Making CNC-Related Decisions

The diversity and similarity of components, manufacturing processes and machine tools must be considered to optimize your production process.

The number of different component workpieces your company produces on its CNC machines is probably sizable. In companies that produce products, this may be a finite and relatively stable number—the total of machined components comprising the company’s products. This number only changes when new products are added or old ones become obsolete. On the other hand, most companies that produce workpieces or tooling must regularly produce new and different components as new orders come in. In this case, the number of components being produced increases daily.

There are three closely related diversities that complicate your company’s CNC environment:

  1. Component/workpiece diversity, which is determined by the number and complexity of products/services your company provides.
  2. Manufacturing process diversity, which is determined by diversity among components.
  3. Machine tool diversity, which is determined by diversity of manufacturing processes.
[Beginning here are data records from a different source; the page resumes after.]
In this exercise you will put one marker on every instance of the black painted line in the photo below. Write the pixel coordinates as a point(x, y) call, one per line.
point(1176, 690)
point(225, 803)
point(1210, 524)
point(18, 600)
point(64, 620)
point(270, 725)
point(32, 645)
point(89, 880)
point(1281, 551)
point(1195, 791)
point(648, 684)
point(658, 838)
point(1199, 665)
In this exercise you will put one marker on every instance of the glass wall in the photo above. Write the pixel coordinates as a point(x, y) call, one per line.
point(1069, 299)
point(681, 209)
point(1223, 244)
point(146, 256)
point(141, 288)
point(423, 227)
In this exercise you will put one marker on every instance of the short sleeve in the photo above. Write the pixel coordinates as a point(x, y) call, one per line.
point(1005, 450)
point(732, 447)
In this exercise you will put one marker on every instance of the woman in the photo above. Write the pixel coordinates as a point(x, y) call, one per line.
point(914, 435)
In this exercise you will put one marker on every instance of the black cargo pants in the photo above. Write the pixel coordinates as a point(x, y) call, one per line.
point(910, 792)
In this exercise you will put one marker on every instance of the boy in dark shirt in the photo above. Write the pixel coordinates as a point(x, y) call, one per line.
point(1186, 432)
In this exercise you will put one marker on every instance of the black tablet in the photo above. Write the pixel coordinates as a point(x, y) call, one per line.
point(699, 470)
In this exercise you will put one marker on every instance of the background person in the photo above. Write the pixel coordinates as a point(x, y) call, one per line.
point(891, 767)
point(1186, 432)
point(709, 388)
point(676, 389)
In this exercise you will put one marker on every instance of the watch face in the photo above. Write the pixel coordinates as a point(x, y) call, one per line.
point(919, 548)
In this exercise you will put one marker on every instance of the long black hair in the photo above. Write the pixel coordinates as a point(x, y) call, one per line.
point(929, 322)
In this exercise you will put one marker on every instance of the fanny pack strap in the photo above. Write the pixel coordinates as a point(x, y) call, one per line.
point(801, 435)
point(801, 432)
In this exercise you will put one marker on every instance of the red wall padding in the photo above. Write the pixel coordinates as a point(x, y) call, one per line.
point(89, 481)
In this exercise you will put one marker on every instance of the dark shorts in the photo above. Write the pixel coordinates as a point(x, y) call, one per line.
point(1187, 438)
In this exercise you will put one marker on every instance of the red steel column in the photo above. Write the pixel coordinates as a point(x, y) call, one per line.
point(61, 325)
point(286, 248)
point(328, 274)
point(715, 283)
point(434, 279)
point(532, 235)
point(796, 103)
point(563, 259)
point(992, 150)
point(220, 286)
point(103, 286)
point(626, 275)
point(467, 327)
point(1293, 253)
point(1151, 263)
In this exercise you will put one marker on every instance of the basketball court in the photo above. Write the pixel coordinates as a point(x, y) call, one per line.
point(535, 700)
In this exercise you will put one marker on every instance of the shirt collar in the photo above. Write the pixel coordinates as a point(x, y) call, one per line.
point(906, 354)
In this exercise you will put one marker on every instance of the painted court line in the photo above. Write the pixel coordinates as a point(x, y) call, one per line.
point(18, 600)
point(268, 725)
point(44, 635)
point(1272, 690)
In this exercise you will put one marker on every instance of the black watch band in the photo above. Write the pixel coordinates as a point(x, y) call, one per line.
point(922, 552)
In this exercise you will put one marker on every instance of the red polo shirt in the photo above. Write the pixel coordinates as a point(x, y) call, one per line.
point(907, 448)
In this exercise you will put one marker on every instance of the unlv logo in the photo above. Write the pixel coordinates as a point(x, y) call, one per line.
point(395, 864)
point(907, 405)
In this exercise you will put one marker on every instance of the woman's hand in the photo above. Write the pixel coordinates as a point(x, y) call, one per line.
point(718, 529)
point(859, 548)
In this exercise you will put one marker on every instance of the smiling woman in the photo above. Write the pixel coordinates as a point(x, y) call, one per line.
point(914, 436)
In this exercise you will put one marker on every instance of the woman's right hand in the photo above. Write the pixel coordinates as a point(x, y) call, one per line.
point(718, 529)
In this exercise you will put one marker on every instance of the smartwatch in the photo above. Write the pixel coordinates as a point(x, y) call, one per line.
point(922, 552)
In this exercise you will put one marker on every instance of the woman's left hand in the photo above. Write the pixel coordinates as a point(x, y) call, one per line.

Companies that produce products must be able produce or procure all components comprising their products. The greater the component diversity, the greater the number of required manufacturing processes. Processes may require many kinds of CNC machines, including metalcutting machines, sheet-metal-fabrication machines, electrical discharge machines, grinding machines and additive manufacturing machines.

To complicate matters further, many companies that produce products have support departments that use CNC machine tools, like tool rooms to provide production tooling and/or R&D to create prototypes.

Although these companies tend to have the most diverse manufacturing and CNC environments, many produce similar products in different sizes or degrees of functionality. Consider a company that produces pneumatic or hydraulic cylinders: All components of the same kind (like cylinders, sleeves, pistons or end caps) have the same basic function. What changes most among them is their size. For this reason, most companies that produce products have at least some components that fall into part families.

Companies that produce workpieces usually have great diversity in the range of components being produced because they provide workpieces for a variety of product-producing customers. While this complicates the CNC environment, many job shops focus on just a limited number of different manufacturing processes. They may, for example, specialize in metalcutting processes and would not perform sheet-metal fabrication or EDM processes.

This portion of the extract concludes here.